Many Incompatiblists attempt to make a principled objection that if God causally determines the outcome of some action that the agent is not free in their actions. Inspiration seems to provide a clear exception to the principled objection that shows the assumption of Libertarian forms of Incompatiblism to false.

A Molinist may attempt to say that God merely foreknew what Paul would write and actualized a world where Paul wrote what God would have wanted him to write had he intervened. This poses two problems.

1. Why think such a world is feasible? Maybe the Bible is the best that God could get in a feasible world so it's his Plan B (still a plan but not his perfect word to be sure). And why not Plan C? Or D? or AABB?

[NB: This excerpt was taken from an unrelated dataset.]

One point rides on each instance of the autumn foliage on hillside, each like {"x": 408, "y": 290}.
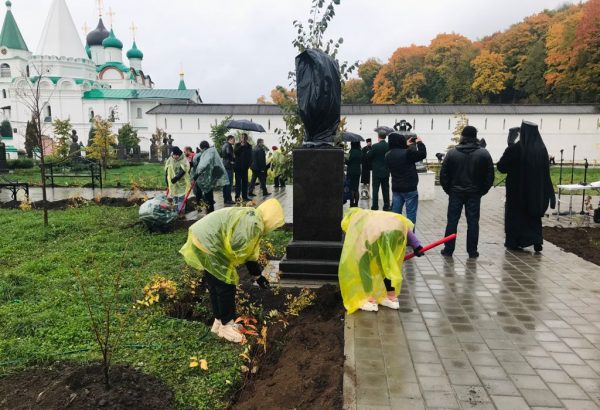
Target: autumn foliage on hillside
{"x": 550, "y": 57}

2. The Molinist would need to give the metaphysics of how that is a concept of inspiration of the Biblical text specifically and not of any other text, for surely God equally foreknew and actualized the world with War and Peace written in the way that we have it. If the exact metaphysics of the Molinist accounts for the Bible in precisely the same way that it does War and Peace or the Devil's Bible, then in what conceptually significant way can we say that the Bible is inspired in a special way or that it is, properly speaking, "the Word of God"?

To the Incompatiblists reading this, based on the numerous objections to Compatiblism (that it undermines freedom, that it removes the ability to be praise/blameworthy, that if we are determined we cannot said to be rational, etc.) does that fact that God exhaustively determined the Scriptures mean that Paul and the other authors were not free, praiseworthy, rational, etc. in their composition of their texts?

Or to escape this problem, do you then feel the need to alter your view of Inspiration to affirm either a Dictation view or an Aeshetic Inspiration view?